What do these common financial terms mean?

From interest rates to underwriting, everything you need to know about commonly used terms in finance.

Interest rate: the percentage lenders charge based on the principal amount - the book value of the loan. Interest rate is often noted on an annual basis. 

Maturity/term: maturity date refers to the date that the principal is paid in full to the lender. The term of a loan refers to the length of time that borrowers take to pay back the loan, i.e from disbursement date to maturity date. The term may include a grace period, during which the borrower doesn't have to make repayments.

Repayment: the amount that the borrower pays back to the lender, which includes interest and principal. 

Fees: the amount that the lender charges the borrower besides interest to service the loan, which can be a legal fee, admin fee, etc.

Warrants: security that gives the holder the right (but not the obligation) to purchase the company equity at a specified price within a specific period of time.

Straight-line Amortization: Straight-line amortized loans have equal repayments spreading over the term, which include both interest and principal.

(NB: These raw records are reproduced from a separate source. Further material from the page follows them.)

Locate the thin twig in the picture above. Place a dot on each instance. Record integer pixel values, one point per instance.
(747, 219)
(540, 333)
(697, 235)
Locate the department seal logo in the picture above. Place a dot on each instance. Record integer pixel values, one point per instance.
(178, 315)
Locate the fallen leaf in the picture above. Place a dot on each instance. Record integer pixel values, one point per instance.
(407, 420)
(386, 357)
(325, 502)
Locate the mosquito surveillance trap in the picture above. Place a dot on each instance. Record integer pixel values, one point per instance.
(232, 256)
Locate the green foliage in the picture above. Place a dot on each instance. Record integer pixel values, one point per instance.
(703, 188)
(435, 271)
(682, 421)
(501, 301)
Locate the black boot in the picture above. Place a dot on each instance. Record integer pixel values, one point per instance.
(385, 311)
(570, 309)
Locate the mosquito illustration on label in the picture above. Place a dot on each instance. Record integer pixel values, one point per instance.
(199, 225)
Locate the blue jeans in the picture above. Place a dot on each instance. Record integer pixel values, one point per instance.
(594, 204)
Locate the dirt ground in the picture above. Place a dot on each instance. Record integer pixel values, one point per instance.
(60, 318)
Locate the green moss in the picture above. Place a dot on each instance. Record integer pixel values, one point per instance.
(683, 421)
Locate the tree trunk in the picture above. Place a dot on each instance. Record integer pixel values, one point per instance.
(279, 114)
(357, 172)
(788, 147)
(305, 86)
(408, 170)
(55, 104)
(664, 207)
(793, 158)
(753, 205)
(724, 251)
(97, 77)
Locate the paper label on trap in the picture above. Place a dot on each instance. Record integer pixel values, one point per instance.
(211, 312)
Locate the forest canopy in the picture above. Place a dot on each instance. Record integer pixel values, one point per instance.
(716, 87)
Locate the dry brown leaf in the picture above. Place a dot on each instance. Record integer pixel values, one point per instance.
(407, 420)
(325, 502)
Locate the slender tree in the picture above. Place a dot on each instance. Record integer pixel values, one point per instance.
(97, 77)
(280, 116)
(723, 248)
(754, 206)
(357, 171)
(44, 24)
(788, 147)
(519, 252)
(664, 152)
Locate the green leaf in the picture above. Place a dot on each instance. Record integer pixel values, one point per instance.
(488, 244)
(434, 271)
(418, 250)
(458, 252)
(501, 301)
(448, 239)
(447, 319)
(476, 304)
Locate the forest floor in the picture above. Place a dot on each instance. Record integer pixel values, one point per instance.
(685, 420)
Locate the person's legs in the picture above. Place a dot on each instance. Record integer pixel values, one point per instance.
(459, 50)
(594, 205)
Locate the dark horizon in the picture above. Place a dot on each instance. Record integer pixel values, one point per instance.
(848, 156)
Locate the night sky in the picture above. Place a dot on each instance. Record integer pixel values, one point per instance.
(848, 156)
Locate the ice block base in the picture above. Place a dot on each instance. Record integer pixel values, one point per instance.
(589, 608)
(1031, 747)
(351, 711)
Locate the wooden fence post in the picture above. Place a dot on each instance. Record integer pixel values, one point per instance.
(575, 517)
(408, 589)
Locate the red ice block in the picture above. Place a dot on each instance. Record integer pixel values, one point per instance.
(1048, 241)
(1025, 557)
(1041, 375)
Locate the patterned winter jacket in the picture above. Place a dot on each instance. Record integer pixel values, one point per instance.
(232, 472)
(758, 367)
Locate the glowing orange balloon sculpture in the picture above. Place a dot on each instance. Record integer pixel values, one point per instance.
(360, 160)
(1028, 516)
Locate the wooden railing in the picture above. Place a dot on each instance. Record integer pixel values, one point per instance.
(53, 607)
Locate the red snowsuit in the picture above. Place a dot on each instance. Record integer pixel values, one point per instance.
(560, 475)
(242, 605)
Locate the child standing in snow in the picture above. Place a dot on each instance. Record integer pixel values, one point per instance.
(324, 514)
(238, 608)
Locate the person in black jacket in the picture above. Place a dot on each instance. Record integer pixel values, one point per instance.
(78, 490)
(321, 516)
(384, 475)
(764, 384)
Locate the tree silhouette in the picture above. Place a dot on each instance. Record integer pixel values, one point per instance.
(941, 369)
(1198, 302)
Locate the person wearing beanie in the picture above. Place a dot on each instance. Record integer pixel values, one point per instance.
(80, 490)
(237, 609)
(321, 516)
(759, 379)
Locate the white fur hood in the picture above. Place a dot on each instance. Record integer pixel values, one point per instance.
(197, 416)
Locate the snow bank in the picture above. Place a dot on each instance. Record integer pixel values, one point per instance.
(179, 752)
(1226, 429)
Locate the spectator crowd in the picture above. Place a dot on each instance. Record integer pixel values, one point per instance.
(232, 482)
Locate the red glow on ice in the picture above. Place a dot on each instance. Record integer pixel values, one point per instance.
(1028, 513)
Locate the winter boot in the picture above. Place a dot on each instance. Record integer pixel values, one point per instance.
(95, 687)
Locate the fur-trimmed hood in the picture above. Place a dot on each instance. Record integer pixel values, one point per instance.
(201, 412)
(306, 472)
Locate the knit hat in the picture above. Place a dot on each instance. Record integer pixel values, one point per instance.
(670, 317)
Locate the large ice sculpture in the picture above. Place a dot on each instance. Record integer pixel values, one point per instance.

Balloon repayment: a balloon loan is similar to an amortized loan, except there is a large payment at the end of the loan’s tenor. The size of the balloon payment affects the size of the equal payments, which include both principal and interest. The bigger the balloon, the smaller the previous payments.

Bullet loan / interest only: A bullet loan is similar to a balloon loan, except the equal payments are comprised of interest only, and the principal is paid at the end as a balloon payment. The structure is most commonly used in bonds, which make equal coupon payments and pay the face value at maturity.

Underwrite/Underwriting (UW): a process that an individual or institution evaluates and assumes the risk of another party for a fee.